In my opinion, Sileika does an excellent job in explaining how plugins can be easily created with Python and used effectively to design modular applications.

Dynamic discovery and loading of plugins is illustrated, and the GeoIP Python library is used to find the physical location corresponding to a given IP address.
    7. Performing Complex Searches and Reporting on Application Log Files

This chapter shows how to use Exctractor, an open source log file parser tool, to parse more complex log files than those generated by an Apache server as illustrated in the previous chapter. Of note is the introduction and usage of Python generators as well as an introduction to parsing XML files with Python.
    8. A Web Site Availability Check Script for Nagios 

This chapter shows how to use Python with Nagios, a network monitoring system.

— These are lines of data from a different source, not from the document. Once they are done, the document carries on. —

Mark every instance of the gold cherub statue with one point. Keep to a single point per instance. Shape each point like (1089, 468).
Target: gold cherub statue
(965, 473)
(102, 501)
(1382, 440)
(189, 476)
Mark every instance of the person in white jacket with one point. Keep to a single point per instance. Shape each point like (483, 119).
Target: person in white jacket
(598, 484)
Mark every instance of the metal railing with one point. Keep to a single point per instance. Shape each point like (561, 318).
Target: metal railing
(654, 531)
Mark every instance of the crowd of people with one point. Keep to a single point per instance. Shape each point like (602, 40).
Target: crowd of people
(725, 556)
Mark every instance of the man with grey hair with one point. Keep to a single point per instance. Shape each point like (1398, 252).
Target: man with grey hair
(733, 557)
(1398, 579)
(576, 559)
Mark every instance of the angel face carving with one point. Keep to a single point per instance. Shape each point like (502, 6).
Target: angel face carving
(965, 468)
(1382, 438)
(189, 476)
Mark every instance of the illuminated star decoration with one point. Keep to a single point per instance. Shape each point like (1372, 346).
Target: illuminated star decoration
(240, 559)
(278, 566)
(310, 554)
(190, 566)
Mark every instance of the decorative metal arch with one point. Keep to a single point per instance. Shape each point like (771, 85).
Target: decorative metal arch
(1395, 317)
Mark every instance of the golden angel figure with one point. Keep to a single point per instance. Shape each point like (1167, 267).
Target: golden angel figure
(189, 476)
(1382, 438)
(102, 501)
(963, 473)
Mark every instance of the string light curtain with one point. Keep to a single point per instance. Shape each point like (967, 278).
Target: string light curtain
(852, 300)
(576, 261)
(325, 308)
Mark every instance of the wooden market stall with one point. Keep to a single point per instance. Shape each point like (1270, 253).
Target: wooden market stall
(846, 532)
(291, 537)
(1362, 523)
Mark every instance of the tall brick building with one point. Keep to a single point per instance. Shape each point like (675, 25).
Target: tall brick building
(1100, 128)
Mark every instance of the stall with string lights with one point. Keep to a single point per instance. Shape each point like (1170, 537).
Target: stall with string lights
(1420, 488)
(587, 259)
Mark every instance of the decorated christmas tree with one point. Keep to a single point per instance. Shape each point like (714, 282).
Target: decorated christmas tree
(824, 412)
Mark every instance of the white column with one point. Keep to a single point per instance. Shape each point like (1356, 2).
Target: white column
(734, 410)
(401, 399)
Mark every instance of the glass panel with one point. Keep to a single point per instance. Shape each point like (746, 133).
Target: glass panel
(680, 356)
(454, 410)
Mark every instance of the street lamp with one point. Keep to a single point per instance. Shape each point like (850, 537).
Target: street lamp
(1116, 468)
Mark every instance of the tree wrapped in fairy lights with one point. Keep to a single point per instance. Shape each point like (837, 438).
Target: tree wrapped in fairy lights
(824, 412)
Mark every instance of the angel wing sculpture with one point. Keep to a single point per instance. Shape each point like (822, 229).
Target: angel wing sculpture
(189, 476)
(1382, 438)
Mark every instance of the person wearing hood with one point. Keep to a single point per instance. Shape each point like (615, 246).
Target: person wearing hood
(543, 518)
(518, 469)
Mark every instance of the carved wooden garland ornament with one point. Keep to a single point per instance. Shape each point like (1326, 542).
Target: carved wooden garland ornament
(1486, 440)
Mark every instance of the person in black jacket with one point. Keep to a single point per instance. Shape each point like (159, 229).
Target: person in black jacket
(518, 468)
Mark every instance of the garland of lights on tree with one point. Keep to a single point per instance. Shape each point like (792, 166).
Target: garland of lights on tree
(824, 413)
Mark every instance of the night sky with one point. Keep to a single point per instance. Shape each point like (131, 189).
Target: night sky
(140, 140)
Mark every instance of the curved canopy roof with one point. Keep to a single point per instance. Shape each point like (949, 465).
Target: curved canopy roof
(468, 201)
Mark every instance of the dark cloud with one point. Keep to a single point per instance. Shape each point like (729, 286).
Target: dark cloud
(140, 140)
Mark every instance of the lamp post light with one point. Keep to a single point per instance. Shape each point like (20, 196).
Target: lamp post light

Python packages/modules illustrated include BeautifulSoup, urllib and urllib2.  The monitoring scripts developed do more than simply checking for site availability and actually test the web application logic.

    9. Management and Monitoring Subsystem 
    10. Remote Monitoring Agents
    11. Statistics Gathering and Reporting  

Chapters 9, 10 and 11 explain how to build a "simple" distributed monitoring system.  A number of Python module & packages are used including xmlrpclib, SimpleXMLRPCServer, CherryPy, sqlite3, multiprocessing, ConfigParser, subprocess, Numpy, matplotlib and others.  The application developed is a good example of using Python as a "glue language", to use third-party modules & packages.  One weakness is that the introduction to statistics included is rather elementary and, I believe, could have been shortened considerably given the intended audience.

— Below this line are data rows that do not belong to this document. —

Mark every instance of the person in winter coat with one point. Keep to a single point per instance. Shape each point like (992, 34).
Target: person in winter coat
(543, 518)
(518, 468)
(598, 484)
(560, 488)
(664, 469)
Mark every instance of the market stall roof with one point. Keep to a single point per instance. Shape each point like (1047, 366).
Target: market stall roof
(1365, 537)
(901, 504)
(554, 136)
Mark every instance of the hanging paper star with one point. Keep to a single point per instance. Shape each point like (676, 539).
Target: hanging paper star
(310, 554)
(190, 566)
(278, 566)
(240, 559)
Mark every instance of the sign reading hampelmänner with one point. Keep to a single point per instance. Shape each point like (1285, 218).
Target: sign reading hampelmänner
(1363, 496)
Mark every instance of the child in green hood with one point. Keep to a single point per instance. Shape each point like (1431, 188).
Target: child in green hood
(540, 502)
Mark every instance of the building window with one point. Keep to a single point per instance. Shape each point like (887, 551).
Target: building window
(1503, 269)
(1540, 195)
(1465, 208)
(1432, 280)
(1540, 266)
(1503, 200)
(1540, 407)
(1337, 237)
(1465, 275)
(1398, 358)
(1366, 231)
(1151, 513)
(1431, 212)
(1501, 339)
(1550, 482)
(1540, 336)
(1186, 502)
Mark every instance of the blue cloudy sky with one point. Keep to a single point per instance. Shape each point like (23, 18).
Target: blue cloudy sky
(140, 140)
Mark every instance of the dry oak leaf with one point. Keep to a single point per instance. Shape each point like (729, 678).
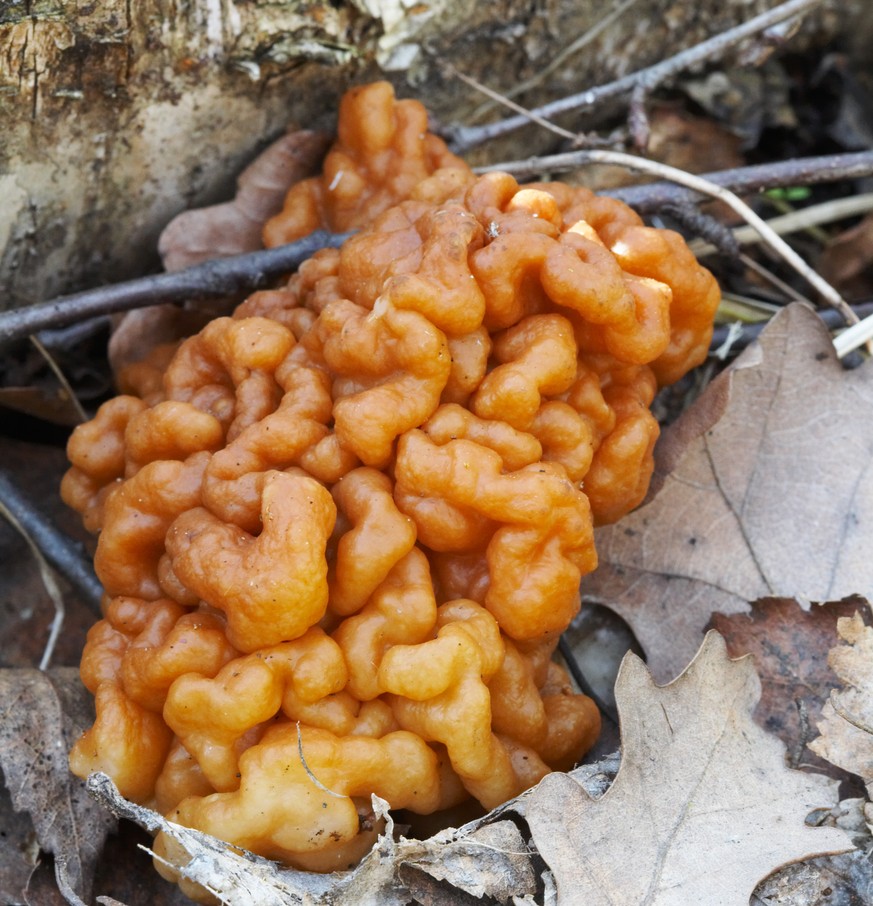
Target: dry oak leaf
(847, 719)
(762, 489)
(790, 647)
(486, 858)
(235, 226)
(703, 806)
(41, 714)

    12. Automatic MySQL Database Performance Tuning 

This chapter revisits the use of plugins, with a slightly more advanced application, where information can be exchanged between the different plugins.

    13. Using Amazon EC2/S3 as a Data Warehouse Solution

This last chapter gives a crash course on Amazon's "cloud computing" offerings.  It is a good final note to the book, and a good starting point for future explorations.

Overall, I found the book quite readable even though it is outside of my area of expertise.  Occasionally, I had the feeling that there were a few "fillers" (e.g. overlong log listings, etc.) that could have been shortened without losing anything of real value.  This is very much an applied book, with real life examples that could be either used "as-is" or used as starting points for more extended applications.

I would recommend this book highly to anyone who has to perform any one of the system administration tasks mentioned above. It is also a good source of non-trivial examples demonstrating the use of a number of Python modules and packages.  The code that is given would likely save many hours of development.   As is becoming the norm, the source code included in the book is available from the publisher.  Also, many of the prototypes covered in the book are available as open source projects at the author's web site, where a discussion forum is also available.